1. Who would win in a fight?

probably levi, but hanji would go down swinging

2. Who would be a better roommate?

i’m gonna go with levi because living with hanji would most likely involve finding organs in the fridge on a regular basis and i’m just not up for that. levi could do my dishes for me

3. Who’s better in bed?

hmmmmmmmmm they’re equal i think, depends on the mood

4. Who I’d pick to be my presidential running mate?

HANJI she’d be super enthusiastic and convince everyone that i know what i’m doing

5. Whose shoulder I’d cry on?

levi, he seems like the kind of person who’s good with that stuff

6. Who would make a better parent?

both of them. raising their child. together. 

7. Who I’d rather date?

don’t do this to me i can’t pi C K

jeansasha asked:

okay okay edwin headcanon time: so they're living in the same house for two years, right? i assume there's only one bathroom in pinako's house with no lock because this is the 1900s and it makes awkward situations easier to come up with. anywho, so winry gets ed all worked up on a pretty much daily basis so he has to go /take care of things/ in the bathroom. well, one day winry catches him in the act and they're both mortified (but winry's kind of like "dAYUM SON")

OOOOOOOOOOOOHOHOHOHOHOHOH YEP YEP WRITING THAT ONE TOO GOD BLESS YOU CAITLIN I LOVE YOU GIRL

send me edwin headcanons!

jeansasha asked:

oh my god friends to lovers levihan is actually my favorite thing in the world and like i can totally imagine that in your youtube au like they live together and spend so much time together that they can't help but develop feelings for each other (they'd probably keep their relationship pretty private though, at least first)

It’s weird that friends to lovers is a thing since all my significant  partners have been my best friends first so I see it as a natural thing to happend - IN MY OPINION, OKAY?

jeansasha asked:

remember that soccer coach akirai au with mira's son? you should write more of that.

“Mom? Kanbara-san has something he needs to talk to you about,” Yuuki says as snatches Mirai’s book straight out of her hands, looking suspiciously excited.

She raises an eyebrow and plucks the book back from him. “I’m not falling for that one again. You done with practice?”

“I’m not making this up,” he complains as she stands and begins to fold up the lawn chair. “Kanbara-san says it’s Very Important. Please, Mom!”
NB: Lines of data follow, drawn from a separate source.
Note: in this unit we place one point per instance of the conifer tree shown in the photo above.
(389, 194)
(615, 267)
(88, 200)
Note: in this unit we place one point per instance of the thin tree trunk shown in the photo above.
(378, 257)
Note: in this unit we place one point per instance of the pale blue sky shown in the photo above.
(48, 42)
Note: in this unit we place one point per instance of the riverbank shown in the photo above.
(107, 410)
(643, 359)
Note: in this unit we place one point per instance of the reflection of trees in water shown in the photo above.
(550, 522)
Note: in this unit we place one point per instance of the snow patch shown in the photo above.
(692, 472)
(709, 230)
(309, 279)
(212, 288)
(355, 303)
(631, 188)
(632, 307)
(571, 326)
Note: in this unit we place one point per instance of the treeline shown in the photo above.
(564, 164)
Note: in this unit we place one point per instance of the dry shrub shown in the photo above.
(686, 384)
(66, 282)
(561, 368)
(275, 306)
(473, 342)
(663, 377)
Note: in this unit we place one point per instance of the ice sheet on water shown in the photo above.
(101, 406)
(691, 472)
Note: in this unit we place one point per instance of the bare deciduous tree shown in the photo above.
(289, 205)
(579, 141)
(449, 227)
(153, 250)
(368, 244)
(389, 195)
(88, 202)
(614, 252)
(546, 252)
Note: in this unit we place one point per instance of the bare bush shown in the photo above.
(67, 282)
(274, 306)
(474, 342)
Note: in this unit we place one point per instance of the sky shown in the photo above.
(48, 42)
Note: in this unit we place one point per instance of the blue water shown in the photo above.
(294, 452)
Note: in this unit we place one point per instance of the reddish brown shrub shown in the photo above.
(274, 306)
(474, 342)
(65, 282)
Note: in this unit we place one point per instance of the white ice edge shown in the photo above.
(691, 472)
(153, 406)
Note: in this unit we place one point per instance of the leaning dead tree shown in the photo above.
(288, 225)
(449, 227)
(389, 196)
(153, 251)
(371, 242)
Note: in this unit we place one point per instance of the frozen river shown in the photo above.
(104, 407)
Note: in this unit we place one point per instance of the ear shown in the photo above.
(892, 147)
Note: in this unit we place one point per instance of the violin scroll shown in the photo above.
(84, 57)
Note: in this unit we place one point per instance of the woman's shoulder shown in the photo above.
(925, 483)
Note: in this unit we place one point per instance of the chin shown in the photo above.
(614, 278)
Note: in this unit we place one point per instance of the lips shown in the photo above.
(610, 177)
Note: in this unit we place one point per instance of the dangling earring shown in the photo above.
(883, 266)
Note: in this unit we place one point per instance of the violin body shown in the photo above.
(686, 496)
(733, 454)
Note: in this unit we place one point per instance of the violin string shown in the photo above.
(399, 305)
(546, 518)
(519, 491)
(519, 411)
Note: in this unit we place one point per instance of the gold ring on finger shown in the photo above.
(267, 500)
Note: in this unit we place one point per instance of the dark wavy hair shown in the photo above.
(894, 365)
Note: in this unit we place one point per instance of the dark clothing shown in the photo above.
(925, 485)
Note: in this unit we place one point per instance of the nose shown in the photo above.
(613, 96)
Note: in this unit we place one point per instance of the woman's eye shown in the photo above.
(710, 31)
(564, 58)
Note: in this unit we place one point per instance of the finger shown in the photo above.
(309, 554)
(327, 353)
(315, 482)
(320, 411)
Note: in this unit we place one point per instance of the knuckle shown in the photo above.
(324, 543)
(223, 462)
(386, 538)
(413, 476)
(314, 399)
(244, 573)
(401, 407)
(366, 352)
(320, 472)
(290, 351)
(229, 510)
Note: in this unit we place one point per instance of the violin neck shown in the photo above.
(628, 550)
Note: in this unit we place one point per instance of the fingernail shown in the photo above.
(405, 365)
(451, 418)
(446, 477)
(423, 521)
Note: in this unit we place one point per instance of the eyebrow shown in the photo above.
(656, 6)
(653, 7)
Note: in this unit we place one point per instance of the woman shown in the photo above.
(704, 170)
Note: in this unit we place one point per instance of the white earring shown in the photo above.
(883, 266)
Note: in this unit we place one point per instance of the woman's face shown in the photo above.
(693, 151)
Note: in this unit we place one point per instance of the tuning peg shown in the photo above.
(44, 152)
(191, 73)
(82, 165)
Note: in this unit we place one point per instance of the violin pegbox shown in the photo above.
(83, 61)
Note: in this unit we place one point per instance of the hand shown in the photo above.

She ruffles his hair with a trace of a blush on her face, remembering how humiliated she’d felt last week when he’d gone to talk to her son’s soccer coach about a non-existent Very Important thing. “Nice try, kiddo. Grab your bag.”

As stubborn as his mother, Yuuki stands his ground. “No.”

Mirai sighs heavily and stares at him. “Don’t be unpleasant, Yuuki.” She’s not really in the mood to argue with him. He can be so combative - people tell her that it’s his age but she knows its in his blood too.

“You’re the unpleasant one!” he insists in his whiny boy voice. “Mom! It’s important for the team!”